For the same reasons, people sometimes refuse to enjoy each other. When we are introduced to some one characteristic—and perhaps it is sometimes a truly loathsome one—we will gag at the prospect of meeting the repulsive creature in which that characteristic makes its den. And if you do chance to meet the creature, it takes a great deal of strength on the part of both the judge and the judged to bring that characteristic into a light under which it can be overlooked.
“The Art is the person.” And if Art is a person, then it is subject to all of the shortcomings of persons. Art has its disgusting vices and towering virtues. If the vices are displayed by themselves—as they can only be displayed—the person will seem to be only the vicious beast he sometimes is. But a complete view of the human being … is there one?
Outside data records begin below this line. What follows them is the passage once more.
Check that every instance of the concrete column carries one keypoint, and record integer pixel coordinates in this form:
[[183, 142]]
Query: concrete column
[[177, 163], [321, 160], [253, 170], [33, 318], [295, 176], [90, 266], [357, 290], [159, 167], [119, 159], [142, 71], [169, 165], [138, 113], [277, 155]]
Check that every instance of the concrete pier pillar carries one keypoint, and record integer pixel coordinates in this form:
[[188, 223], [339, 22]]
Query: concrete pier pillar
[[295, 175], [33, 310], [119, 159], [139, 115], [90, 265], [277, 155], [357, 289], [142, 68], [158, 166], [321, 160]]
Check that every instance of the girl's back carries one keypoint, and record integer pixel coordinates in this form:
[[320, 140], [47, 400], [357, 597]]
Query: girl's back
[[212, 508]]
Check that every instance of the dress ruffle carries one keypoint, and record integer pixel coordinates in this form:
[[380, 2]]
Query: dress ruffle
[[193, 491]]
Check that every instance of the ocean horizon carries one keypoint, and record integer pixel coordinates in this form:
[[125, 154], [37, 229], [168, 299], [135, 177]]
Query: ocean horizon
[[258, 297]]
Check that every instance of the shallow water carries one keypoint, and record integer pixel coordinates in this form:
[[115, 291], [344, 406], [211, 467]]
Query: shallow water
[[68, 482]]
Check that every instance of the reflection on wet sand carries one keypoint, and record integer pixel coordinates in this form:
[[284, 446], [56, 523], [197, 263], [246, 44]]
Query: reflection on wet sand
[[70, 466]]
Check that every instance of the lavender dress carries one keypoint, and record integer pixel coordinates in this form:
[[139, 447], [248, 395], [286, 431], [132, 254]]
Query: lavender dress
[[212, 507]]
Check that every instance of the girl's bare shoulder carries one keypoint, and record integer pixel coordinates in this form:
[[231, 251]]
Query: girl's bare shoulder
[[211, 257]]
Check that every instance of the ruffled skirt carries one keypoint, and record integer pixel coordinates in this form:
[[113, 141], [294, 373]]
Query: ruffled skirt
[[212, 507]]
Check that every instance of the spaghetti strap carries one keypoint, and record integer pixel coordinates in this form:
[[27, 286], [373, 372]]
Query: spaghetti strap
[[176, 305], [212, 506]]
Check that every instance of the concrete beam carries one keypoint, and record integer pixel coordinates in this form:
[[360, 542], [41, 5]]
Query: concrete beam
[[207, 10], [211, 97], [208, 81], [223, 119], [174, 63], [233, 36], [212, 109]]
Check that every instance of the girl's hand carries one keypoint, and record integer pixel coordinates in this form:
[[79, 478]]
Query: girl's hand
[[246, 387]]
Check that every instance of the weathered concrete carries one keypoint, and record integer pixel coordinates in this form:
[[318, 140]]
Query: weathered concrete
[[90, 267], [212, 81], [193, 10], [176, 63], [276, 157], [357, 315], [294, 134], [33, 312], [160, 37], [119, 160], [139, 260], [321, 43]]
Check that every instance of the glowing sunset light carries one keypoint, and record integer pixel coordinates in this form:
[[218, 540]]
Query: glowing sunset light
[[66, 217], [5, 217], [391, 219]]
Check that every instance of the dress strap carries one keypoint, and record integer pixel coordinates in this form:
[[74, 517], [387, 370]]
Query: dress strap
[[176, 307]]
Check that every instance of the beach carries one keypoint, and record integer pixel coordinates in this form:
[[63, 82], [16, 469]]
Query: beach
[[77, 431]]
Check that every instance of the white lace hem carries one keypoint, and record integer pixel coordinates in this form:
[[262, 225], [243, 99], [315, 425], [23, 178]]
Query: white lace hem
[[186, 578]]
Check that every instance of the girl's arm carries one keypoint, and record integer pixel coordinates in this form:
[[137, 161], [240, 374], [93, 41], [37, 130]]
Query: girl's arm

Could Joyce, even if he had been present, have appeared fully as the being he is? He could not have. His friends’ idea of his goodness was influenced by a dizzying array of coincidences and mishaps that cannot be reproduced before the eyes of impartial judges. It was a noble effort, and well in tune with the meaning of art, for his friends to try to make the judges see what seemed to them good in Joyce. It was also futile. Because to only see what is detestable is habitual for those who lack the capacity for thought. But to look at what is detestable and see that it is beautiful—this is a muscle that is only made strong by rigorous exercise.
No matter how hard they squint, the judges cannot see the whole. They look at pieces and think their eyes are skilled enough to detect some strand of DNA, when really they are only gawking at the empty spaces between particles of matter. They don’t even realize that there exist two distinct considerations of whole and part. “Their only function is to decide whether certain passages of Ulysses … violate the statute.” And they decide the passages do just that.
9
In the end, the story of the trial of Ulysses in The Little Review leaves us only with a negative answer to our question of what words can do. It is only clear now that words do not have the power to win over any given reader with any given excerpt—just as no human being wins the favor of a friend by means of one body part alone. In this way, writing is very much like a person. It is limited in the same way. But it is unfair to call this a limitation when it is only in accordance with the universal fact that great things are great with respect to their whole being, not with respect to any given part on its own. It would be dehumanizing and humiliating for Ulysses if it had one appendage, among its many, with respect to which alone it was considered great.
So let us leave it with this: The court charged a hair on Ulysses’ rear for not being an eyelash instead—a charge from which no gem of human greatness is immune.
10
I hesitated to write any of this for fear I would regret piercing the illusion that we have had, now and then, writers of objective merit in our presence. But now I laugh at myself for thinking I, a mere writer, could ever hurt such an ancient edifice.